One of the professors I visited had recently edited a book on world religions which is currently being used as a text in comparative religion courses in Great Britain. Among the Indian religions included in the book are Hinduism, Buddhism and Sikhism ; Jainism is excluded,
When I asked the editor of this book why Jainism was excluded while Buddhism was included, he answered, "the numbers did not warrant". He meant that the numbers of Jains living in U. K, were insignificant as compared with the numbers of followers of other world religions present in Britain.

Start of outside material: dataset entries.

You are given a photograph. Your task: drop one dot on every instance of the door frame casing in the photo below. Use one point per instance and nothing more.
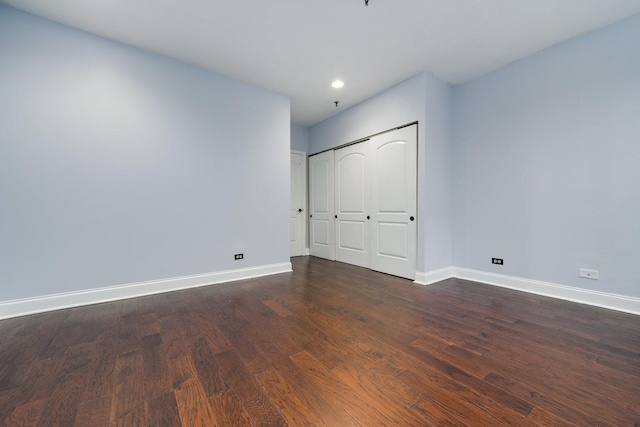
(305, 203)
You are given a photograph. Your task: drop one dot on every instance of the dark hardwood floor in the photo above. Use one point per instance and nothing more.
(327, 345)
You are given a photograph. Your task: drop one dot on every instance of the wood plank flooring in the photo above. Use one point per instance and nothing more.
(327, 345)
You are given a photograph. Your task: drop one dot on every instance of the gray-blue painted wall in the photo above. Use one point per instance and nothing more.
(547, 164)
(300, 138)
(120, 166)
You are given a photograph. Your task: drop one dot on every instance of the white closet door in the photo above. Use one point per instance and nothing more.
(394, 205)
(352, 204)
(321, 206)
(297, 215)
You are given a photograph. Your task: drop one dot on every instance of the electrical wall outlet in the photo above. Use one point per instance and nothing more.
(589, 274)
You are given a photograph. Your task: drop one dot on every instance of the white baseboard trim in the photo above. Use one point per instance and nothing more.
(23, 307)
(433, 276)
(569, 293)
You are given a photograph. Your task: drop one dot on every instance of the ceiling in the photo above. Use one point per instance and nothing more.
(298, 47)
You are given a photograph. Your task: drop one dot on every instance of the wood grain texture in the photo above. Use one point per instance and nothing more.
(327, 345)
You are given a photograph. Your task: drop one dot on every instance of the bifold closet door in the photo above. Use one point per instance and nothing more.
(321, 206)
(352, 198)
(394, 202)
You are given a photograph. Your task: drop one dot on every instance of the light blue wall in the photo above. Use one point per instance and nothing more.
(425, 100)
(120, 166)
(546, 164)
(300, 138)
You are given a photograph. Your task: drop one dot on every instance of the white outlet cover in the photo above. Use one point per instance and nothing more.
(589, 274)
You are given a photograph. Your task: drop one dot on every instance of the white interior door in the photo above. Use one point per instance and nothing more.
(352, 204)
(321, 206)
(297, 213)
(394, 202)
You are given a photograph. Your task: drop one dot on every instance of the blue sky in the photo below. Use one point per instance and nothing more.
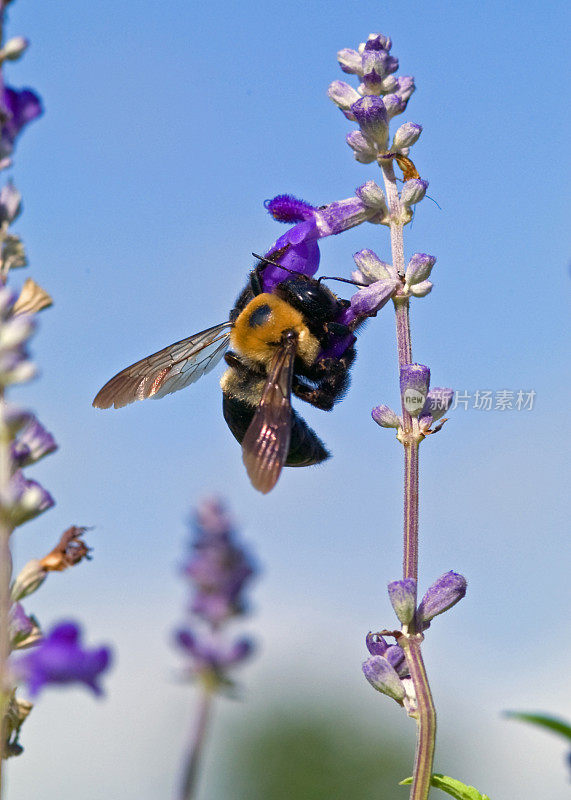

Moreover, he added, Jains made no representations to the National Curriculum Council or to the editor of this book to have their religion included as had the Buddhists (mostly British converts living in a remote place in Scotland).
That is how Jainism, although one of the most ancient religious traditions of India, was excluded from this recent book on world religions as it was also excluded by Huston Smith in his book The Religion of Man (1958). Similarly, when Professor Theodore de Bary issued the series called "Readings in Oriental Thought" in the late Sixties a volume on the Jaina tradition was not issued while volumes on The Hindu Tradition (1966) and Buddhist Tradition in India, China and Japan (1969) were issued.
Similarly there was no mention of Jainism or any Jaipa text included in the Guide to Oriental Classics which was prepared by the staff of the Oriental Studies Program at Columbia College, New York, in 1964.